End Vancouver Aquarium’s Cetacean Captivity!

End Vancouver Aquarium’s Cetacean Captivity!

The recent deaths of two beluga whales at Vancouver Aquarium sparked new efforts to end the captivity of whales and dolphins within the city of Vancouver in British Columbia, Canada. The Vancouver Parks Board commissioners will vote on this issue as soon as January 23. It's time to end Vancouver Aquarium’s cetacean captivity now!

In November 2016, twenty-nine-year-old Aurora, and her twenty-one-year-old daughter Qila, died from unknown causes only nine days apart. After inaccurately inferring that anti-captivity activists may have been behind their deaths, the aquarium now speculates that it was an unknown virus or bacteria.
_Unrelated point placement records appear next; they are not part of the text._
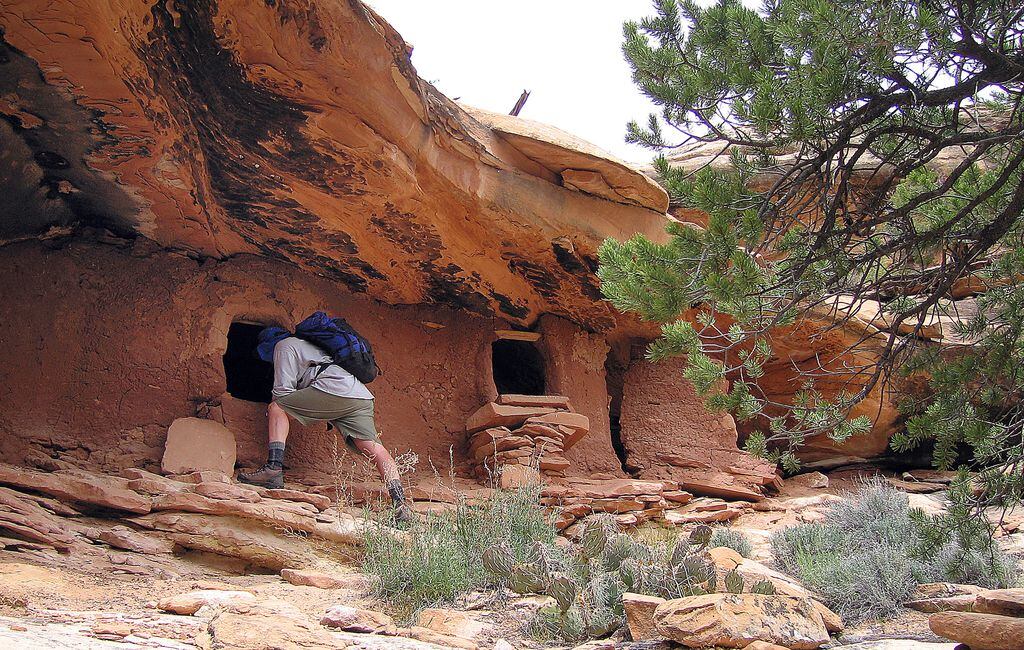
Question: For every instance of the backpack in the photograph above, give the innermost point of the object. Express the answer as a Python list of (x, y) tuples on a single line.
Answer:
[(346, 347)]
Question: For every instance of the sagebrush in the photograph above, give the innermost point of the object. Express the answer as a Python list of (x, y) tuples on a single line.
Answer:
[(440, 560), (868, 554)]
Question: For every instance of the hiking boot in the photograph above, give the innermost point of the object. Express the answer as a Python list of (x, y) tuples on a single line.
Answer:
[(265, 476)]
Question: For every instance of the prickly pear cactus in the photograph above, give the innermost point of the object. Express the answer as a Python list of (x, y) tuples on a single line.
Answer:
[(499, 561), (700, 536), (733, 582), (526, 578), (563, 591)]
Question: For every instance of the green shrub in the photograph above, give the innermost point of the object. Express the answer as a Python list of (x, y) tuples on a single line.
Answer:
[(870, 552), (441, 559), (724, 536)]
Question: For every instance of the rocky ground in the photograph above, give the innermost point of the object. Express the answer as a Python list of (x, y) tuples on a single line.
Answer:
[(144, 561)]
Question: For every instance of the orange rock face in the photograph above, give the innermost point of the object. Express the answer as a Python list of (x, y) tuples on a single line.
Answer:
[(173, 169), (299, 132)]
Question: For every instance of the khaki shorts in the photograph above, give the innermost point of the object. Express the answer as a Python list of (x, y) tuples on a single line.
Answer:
[(353, 418)]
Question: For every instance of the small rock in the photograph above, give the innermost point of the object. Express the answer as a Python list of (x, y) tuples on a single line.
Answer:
[(360, 620), (306, 577), (725, 558), (943, 604), (429, 636), (813, 480), (640, 615), (451, 622), (1008, 602), (226, 491), (188, 604), (194, 443), (112, 629), (735, 620), (124, 537)]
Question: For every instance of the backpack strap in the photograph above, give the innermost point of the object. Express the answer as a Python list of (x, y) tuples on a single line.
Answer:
[(321, 366)]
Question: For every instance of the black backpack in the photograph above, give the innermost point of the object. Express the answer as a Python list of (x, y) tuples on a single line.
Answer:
[(346, 346)]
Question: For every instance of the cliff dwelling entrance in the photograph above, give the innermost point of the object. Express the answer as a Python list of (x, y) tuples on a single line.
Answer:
[(248, 377), (517, 366)]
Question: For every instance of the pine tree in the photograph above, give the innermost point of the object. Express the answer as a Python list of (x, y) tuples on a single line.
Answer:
[(828, 114)]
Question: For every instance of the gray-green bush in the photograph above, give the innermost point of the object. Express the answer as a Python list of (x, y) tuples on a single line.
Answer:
[(724, 536), (867, 555), (440, 560)]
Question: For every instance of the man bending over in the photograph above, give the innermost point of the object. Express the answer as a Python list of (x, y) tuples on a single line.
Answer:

Amid a drama-filled history of past efforts undermined by the Vancouver Aquarium, the seven elected commissioners of the Parks Board will soon consider a motion that, if done in the right way, would stop cetaceans from being returned to captivity there. The current motion will decide whether a city-wide direct vote—a plebiscite—will be held in November 2018 to end cetacean captivity. Additionally, it requests Vancouver Aquarium to withhold, voluntarily, from importing five beluga whales who are currently on breeding loans at facilities in the United States, including SeaWorld. Over the past sixteen years, every captive beluga birth and death in the U.S. has been directly tied to these five whales, making this vote extremely important.

In 2016, the Vancouver Aquarium was featured on In Defense of Animals' Ten Worst Tanks for Dolphins and Whales list, earning the #9 spot for its abysmal track record of keeping cetaceans alive. Since 2005, three beluga whales have died within three years of being born there, not including Aurora and Qila.